COVID-19’s Momentum May Drive the ‘Open Science’ Movement Forward
Pelin Ozel
Along with the spread of the respiratory virus COVID-19, financial markets and healthcare providers bear the stress of growing public concerns and an increase in media coverage. Despite this growth in media coverage and public awareness of the urgency of COVID-19, the “open science” movement gains an advantageous momentum.
The spread of the virus has shaped our interactions and behaviors. The Harvard Business Review suggests that COVID-19 and its “severe exogenous demand and supply shocks” related to consumer confidence “can also push the real economy into a contraction.” On one hand, the spread of the virus manifests in our behaviors by straining consumer confidence and the trust between science and the public. On the other hand, COVID-19 provides eustress, or a positive stressor, by shaping how we interact with new research through open science. It is possible that COVID-19 will create an enduring change in the interactions and communication within scientific research as well.
In December of last year, the discourse between advocates for the open science movement and proponents of peer-reviewed journals intensified as the Trump administration set the stage for issuing an executive order. The Fair Access to Science and Technology Research Act, first introduced in 2013, would force an earlier release of taxpayer funded research and require free access to published manuscripts from research agencies with an annual budget of $100 million or more. This act, the Washington Post clarifies, would “force the public release of journal articles within six months of publication.”
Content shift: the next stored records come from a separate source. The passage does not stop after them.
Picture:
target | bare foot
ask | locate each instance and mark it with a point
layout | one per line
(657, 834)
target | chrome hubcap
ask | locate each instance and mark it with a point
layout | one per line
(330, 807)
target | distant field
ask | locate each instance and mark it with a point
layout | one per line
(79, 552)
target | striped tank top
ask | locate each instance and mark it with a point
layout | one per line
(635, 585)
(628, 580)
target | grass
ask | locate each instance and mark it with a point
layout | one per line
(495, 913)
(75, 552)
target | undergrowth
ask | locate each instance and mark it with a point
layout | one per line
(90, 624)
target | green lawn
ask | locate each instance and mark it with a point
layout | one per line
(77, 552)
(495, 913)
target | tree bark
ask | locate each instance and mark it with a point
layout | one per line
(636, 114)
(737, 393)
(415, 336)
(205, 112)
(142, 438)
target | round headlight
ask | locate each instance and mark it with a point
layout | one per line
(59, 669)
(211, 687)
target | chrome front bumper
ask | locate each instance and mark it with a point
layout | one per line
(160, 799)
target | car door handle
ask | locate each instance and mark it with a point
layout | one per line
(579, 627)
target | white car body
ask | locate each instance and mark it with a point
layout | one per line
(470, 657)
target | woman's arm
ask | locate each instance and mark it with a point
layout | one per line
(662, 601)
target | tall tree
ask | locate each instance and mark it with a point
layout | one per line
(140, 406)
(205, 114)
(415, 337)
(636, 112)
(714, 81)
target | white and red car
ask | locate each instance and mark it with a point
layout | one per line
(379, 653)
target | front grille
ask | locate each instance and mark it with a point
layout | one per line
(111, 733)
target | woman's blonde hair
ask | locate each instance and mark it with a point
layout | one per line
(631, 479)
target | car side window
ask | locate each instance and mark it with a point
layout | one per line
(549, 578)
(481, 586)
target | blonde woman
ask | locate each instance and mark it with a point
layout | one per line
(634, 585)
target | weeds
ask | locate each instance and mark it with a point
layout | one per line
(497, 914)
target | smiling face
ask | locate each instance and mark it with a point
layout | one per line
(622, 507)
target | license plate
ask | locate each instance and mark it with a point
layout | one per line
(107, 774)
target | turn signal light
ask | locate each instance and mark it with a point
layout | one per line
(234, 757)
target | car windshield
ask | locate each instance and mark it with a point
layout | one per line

Critics of the open science movement assert that the executive order for open access publishing may push researchers to find funding outside of the federal government through grants provided by private research institutions, pharmaceutical companies, or other benefactors. Although the research funding behind institutions may shift focuses, UNESCO explains that open science publishing would “make science more transparent” to promote “inclusive, effective…scientific collaboration and discovery across scientific fields” beyond funding sources. We are already seeing open access publishing thrive within a community to study COVID-19.
Open access science calls for public, free, and accessible forms of scientific research publishing. Recently, COVID-19 has created a microcosm for open access in epidemiology research. Computational evolutionary biologist Dr. Trevor Bedford at the Fred Hutchinson’s Vaccine and Infectious Disease Division explains that research on the virus’s genome is shared shortly after sample collection, sometimes between the span of three to six days.
On platforms such as Nextstrain, pathogen genome data are available to public health scientists. The open-source project’s goal aims to “aid epidemiological understanding and improve outbreak response” while providing free, easy access and bypassing the need for peer-reviewed publications. Beyond Nextstrain exist other platforms such as GISAID, specifically facilitating open-access epidemiological discussion on the influenza viruses. Virological.org provides researchers with updates across more open-access platforms such as BioRxiv and NIH’s genetic sequence database GenBank. Dr. Bedford states “getting to a 3-6 day turnaround opens up huge new avenues in epidemiology” referring to the rapid collaboration available on these open-access platforms.
In response to this progression in the open science community, Christian Drosten, a virologist from the Charité University Hospital in Berlin, dispels overinterpretations of information from GISAID on Science Magazine, specifically concerning the strains of viruses sequenced from different regions globally. As a virus spreads, it is natural that some mutations will occur during replication of the virus. Such replication can happen when the virus is transmitted between individuals. He hedges his claims of certain sequencing data by suggesting that between two global communities (e.g. Munich and Bavaria) “[similar mutated strain types on GISAID are] not sufficient to claim a link” between viral spread between two communities. Drosten highlights a big issue with the open science movement—a fast spread of information can be grossly misinterpreted by other scientists. A slight miscommunication in a rapidly moving field can lead to amplification of biases in data. Therefore, it is important to recognize the problems that can also arise and spread through open science platforms that may lead to public misinformation without a filter of scholarly peer-reviewing.
The current scientific narrative behind COVID posits concern and fear. By reframing the scientific narrative, current trends reveal a new narrative on influential communication, rapid responses, and a push for rigorous genomic data. Beyond the media attention garnered by the virus, it is vital to consider the lasting impact COVID-19 may have on our behaviors within the scientific community to shape how the public engages with scientists. As a graduate student at Johns Hopkins Medical School, I can begin to see an increase in collaboration among young scientists through online teaching and communication platforms. The evolution of how my department approaches literature reviews, to which academic journals investigators choose to submit their work, and how graduate students obtain a literature background during rotations will be shaped by the change in the science community’s behavior prompted by COVID-19.